Most political parties and the cabinet have recommended a "yes" vote on September 24.
Remo Gysin, a Social Democratic parliamentarian, admitted he had hoped for a different outcome of the assembly ballot.
"The discussions showed there is widespread concern about immigrants across Europe. It appears we are up against a very strong coalition of the centre-right and the rightwing."
The ballot came on the eve of a speech by the justice minister, Christoph Blocher, to the annual Congress of the Swiss Abroad.
Many speakers also criticised the foreign ministry for ordering the closure of Swiss consulates around the globe, notably in Dresden, Germany, and Naples in Italy.
They called for a reassessment of cost-saving measures which, they argued, were undermining the position of Swiss expatriates. Instead they proposed hiring more honorary consuls.
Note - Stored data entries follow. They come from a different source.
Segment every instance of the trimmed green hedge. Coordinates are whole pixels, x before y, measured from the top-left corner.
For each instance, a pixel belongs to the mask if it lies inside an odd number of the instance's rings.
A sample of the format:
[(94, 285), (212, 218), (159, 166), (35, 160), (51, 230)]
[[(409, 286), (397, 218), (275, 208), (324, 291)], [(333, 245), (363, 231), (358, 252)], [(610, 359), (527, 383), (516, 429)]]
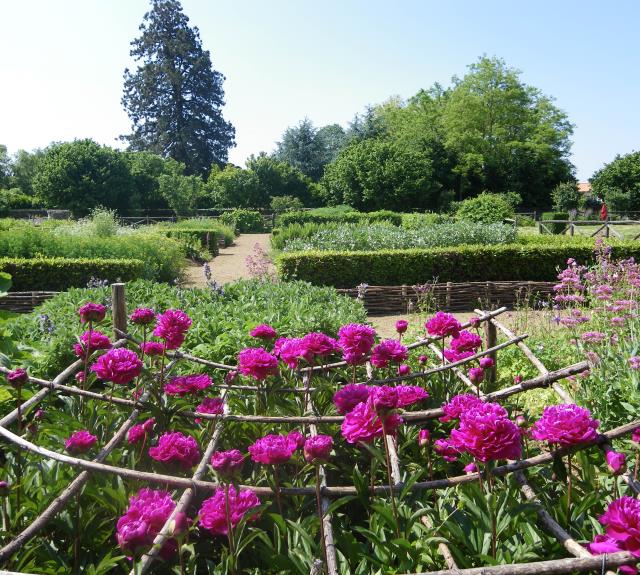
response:
[[(174, 238), (176, 240), (182, 240), (187, 243), (195, 241), (198, 242), (204, 249), (206, 249), (210, 254), (217, 256), (219, 253), (218, 249), (218, 239), (222, 236), (213, 230), (178, 230), (178, 229), (167, 229), (164, 230), (163, 233), (170, 238)], [(226, 242), (225, 242), (226, 245)]]
[(540, 221), (544, 224), (544, 227), (540, 225), (538, 226), (538, 229), (541, 234), (558, 235), (567, 229), (567, 224), (547, 224), (545, 223), (545, 221), (546, 220), (568, 220), (568, 219), (569, 219), (569, 214), (567, 212), (542, 212)]
[(378, 212), (345, 212), (337, 214), (326, 214), (320, 211), (308, 210), (305, 212), (286, 212), (278, 215), (276, 225), (279, 227), (290, 226), (291, 224), (358, 224), (358, 223), (374, 223), (374, 222), (390, 222), (394, 226), (402, 224), (402, 214), (391, 212), (389, 210), (380, 210)]
[[(640, 242), (612, 242), (614, 258), (640, 258)], [(569, 258), (595, 260), (593, 242), (508, 244), (377, 252), (290, 252), (277, 259), (284, 280), (352, 288), (431, 282), (553, 281)]]
[(144, 262), (134, 259), (0, 258), (11, 274), (11, 291), (64, 291), (86, 287), (92, 278), (132, 281), (144, 277)]

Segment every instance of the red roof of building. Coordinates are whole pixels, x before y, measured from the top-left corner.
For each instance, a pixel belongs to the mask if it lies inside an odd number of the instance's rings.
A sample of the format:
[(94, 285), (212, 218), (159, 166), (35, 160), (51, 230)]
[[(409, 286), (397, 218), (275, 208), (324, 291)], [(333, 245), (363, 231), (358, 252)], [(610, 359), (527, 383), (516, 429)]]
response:
[(591, 192), (591, 184), (589, 182), (578, 182), (578, 191), (581, 194), (588, 194)]

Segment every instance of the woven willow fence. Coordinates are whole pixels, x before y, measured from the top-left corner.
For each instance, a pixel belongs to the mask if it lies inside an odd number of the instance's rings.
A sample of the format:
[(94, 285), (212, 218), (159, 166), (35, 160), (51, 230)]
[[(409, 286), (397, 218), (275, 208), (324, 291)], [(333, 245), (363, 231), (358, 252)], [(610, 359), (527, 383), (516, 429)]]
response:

Rudolf Wyder, director of the Organisation of the Swiss Abroad (OSA), urged parliament to speed up the introduction of electronic voting.
He welcomed the trials with e-voting in several Swiss regions over the past few years but deplored that Switzerland was no longer a pioneer.
The assembly heard calls for the cantonal authorities to coordinate and centralise their voters' registers to ensure that the different forms of e-voting could be set up within the next four years.
Ahead of the 2007 parliamentary elections the Council of the Swiss Abroad approved a manifesto to try to boost the number of voters.
The platform aims to increase the role of the expatriate community in Swiss politics, according to Stucky.
swissinfo, the multimedia internet platform of the Swiss Broadcasting Organisation, is joining forces with the expatriate community. It is planning to offer a chat room for voters abroad and Swiss politicians.
There are currently just over 100,000 Swiss expatriates – about 21% of those eligible to vote - who have registered to take part in ballots.
swissinfo, Urs Geiser in Basel
Registered Swiss expatriates: (end 2005)
Total: 634,216 (+11,159 up on 2004)
Europe: 395,397, mostly France and Germany
South Pacific: 27,229
The Swiss Abroad Council (assembly) is a body of elected and appointed members, and is the highest decision-making institution of the expatriate community.
It has currently 148 members, some who also live in Switzerland.
The assembly represents the interest of the Swiss abroad community and meets twice a year.